Bir gün Nadir'in annesi ona bir düdük satın almıştı. O gün, Nadir'in hayatının en güzel günüydü. Sevinçten sanki kanat açmış kuş gibiydi. Uçmak istiyordu.
Sabahtan akşama kadar düdük Nadir'in dudağından düşmüyordu. Kâh polis oluyor, arabaları için düdük çalıyor; kâh maçın hakemi oluyordu. Bazen de annesine ve kız kardeşine düdük çalıyordu.
- Düüüt! Öğle yemeği vakti!
- Düüüt! Ödev vakti! Ablacığım bana ödevimi söyle.
- Düüüt! Çocuk programı vakti!
Nadir o gün mutluluktan, iyice yemek yiyip açlığını gideremiyordu. Ödevi tekrarı da henüz yirmiye ulaşmamıştı. Çocuk programından da bir şey anlamadı. O küçük ve altın renkli düdüğü her şeyin yerini tutmuştu.
Geceleyin Nadir'in babası geldiğinde Nadir bir daha düdük çaldı ve şöyle dedi:
- Babam geldi, babam geldi!
Akşam vakti de Nadir sürekli düdük çalıyordu. Nadir'in babası yorgundu ve dedi ki:
- Yavrucuğum! Başıma ağrı girdi.

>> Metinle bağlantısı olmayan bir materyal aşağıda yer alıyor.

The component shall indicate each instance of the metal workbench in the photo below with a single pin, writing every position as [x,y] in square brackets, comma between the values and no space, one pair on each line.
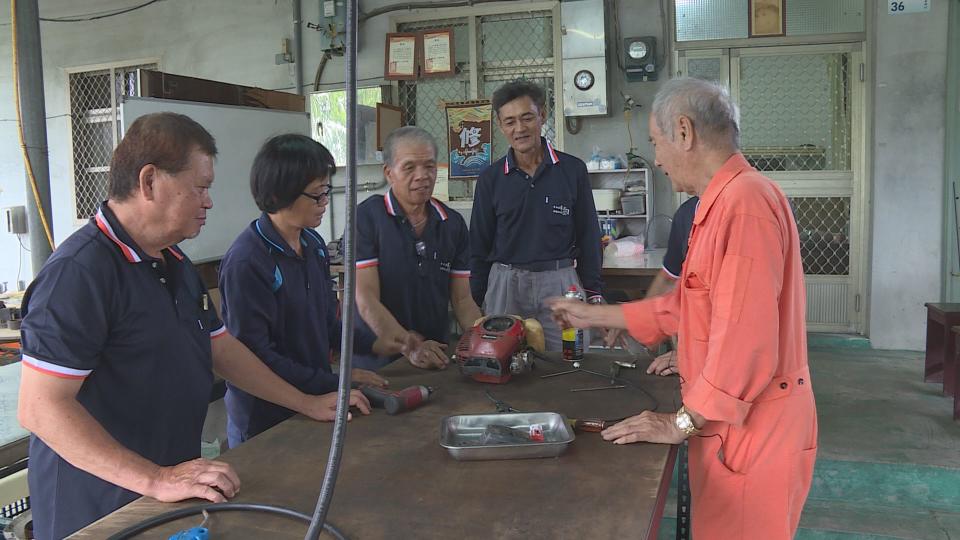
[397,482]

Düdük çalmayı yarın sabaha bırak!
Nadir'in annesi de şöyle dedi:
- Benim de senin düdük çalmandan kulağıma ağrı girdi.
Nadir'in ablası da şöyle dedi:
- Eğer bir daha düdük çalarsan onu alırım.
Nadir çok rahatsız oldu. Hiç kimsenin kendisini sevmediğini düşündü. Düdüğünü attı ve uyumaya gitti. Annesi de onun arkasından gitti ve düdüğünü ona götürdü. Onu sıvazladı, okşadı ve şöyle dedi:
- Oğlum! Sen rahatsız olmamalısın.
Nadir şöyle dedi:
- Ben sizinle bundan sonra konuşmuyorum artık.
Annesi:
- Niçin?
Nadir:
- Beni sevmediğiniz için, sizin kendi düdüğünüz olmadığı için gönlünüz benim düdük çalmamı istemiyor.
Annesi gülümseyerek şöyle dedi:
- Sen yanılıyorsun. Biz seni çok seviyoruz. Eğer sevmemiş olsaydık bu düdüğü sana almazdık. Biz sadece bu düdüğün acı ve keskin sesinden yorulduk. Yarın tekrar düdük çalabilir ve oynayabilirsin.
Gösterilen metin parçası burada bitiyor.